There is now a global consensus regarding one specific tool that may help achieve the lofty goal of providing global public good: international environmental agreements. These agreements, often produced at big conferences, help protect our global commons by requiring nations to acknowledge and respect the right to a healthy environment. However, the next big question is an equally important one – who is in charge of implementing these international environmental accords? Some have argued that in order to force countries to cooperate in the protection of our shared environment, we need a global intergovernmental secretariat. This would take the form of a far-reaching international institution whose sole purpose would be coordinating efforts to improve environmental quality.

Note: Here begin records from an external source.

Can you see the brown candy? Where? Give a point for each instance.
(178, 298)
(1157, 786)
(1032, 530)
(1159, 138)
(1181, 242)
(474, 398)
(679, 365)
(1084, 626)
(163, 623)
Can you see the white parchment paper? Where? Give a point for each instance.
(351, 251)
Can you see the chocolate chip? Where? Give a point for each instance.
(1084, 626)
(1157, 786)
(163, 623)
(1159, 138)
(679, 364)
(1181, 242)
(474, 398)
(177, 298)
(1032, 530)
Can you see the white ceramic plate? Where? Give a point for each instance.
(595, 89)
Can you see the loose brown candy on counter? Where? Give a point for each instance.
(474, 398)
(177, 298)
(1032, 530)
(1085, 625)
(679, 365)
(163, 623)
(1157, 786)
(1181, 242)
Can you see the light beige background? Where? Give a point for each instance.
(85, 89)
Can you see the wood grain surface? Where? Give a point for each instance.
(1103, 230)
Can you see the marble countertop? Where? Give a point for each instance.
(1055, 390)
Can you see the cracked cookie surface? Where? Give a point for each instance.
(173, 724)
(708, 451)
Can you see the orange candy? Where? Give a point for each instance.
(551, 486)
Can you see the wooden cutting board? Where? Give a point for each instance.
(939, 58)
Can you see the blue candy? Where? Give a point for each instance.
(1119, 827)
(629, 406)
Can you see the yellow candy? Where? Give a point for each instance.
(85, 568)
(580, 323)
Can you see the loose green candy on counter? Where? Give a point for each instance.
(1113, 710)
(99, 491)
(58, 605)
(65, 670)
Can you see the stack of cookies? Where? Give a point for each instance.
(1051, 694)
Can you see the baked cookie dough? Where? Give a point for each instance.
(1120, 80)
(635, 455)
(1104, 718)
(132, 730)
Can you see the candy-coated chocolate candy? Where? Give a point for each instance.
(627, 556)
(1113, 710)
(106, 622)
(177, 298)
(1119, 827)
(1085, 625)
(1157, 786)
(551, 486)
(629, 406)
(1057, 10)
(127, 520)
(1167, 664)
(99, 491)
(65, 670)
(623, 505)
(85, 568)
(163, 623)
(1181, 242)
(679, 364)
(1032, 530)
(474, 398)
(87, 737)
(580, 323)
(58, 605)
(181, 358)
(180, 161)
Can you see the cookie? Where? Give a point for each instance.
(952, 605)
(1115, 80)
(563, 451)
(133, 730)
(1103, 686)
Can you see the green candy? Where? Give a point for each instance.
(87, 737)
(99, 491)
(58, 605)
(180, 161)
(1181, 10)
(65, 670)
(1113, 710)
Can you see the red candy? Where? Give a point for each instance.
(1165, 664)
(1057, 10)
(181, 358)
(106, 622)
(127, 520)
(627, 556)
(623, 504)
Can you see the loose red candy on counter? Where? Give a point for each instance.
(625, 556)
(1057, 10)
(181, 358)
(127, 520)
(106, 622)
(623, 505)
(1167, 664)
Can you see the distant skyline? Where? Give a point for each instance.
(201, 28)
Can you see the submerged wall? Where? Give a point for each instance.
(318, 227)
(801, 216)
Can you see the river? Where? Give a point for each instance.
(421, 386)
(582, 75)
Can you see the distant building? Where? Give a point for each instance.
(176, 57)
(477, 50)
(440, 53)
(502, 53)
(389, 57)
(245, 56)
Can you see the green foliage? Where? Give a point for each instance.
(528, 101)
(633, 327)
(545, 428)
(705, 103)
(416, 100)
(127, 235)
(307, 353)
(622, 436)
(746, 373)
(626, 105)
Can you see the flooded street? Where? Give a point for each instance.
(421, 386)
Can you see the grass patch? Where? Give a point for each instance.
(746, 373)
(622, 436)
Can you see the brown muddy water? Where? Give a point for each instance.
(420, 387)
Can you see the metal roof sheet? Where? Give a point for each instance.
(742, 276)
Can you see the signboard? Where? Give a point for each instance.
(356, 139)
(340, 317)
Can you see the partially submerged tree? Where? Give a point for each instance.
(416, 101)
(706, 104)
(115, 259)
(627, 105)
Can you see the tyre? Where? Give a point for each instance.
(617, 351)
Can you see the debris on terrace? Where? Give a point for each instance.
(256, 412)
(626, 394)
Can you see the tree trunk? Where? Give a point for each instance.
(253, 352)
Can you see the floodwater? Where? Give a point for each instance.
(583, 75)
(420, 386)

For many years, there was a collective belief that the United Nations Environment Programme had been tasked with the challenge of protecting the global network of ecosystems and shared resources. This may have been true in the early stages of its creation following the 1972 Stockholm Conference, but protecting the global environment has proved an impossible task for a small agency with a limited budget and no power to compel states to act in a particular way. Even though there is increasing interest in strengthening international cooperation across countries to protect the global environment, it is the number of institutions, agencies and programmes dealing with environmental issues at other levels that grows in size and complexity. Regrettably, the frequent mention of abrupt climate change events, increasing deforestation and growing levels of pollution in oceans, rivers and lakes makes it clear that we have yet to solve these complex global environmental problems. And while there is still no agreement as to whether the United Nations Environment Programme is the agency that should be tasked with protecting the global environment or whether we should create a new global environmental organisation, we must ensure that we focus on collective solutions at the international level rather than state, regional or local level – we all share the earth.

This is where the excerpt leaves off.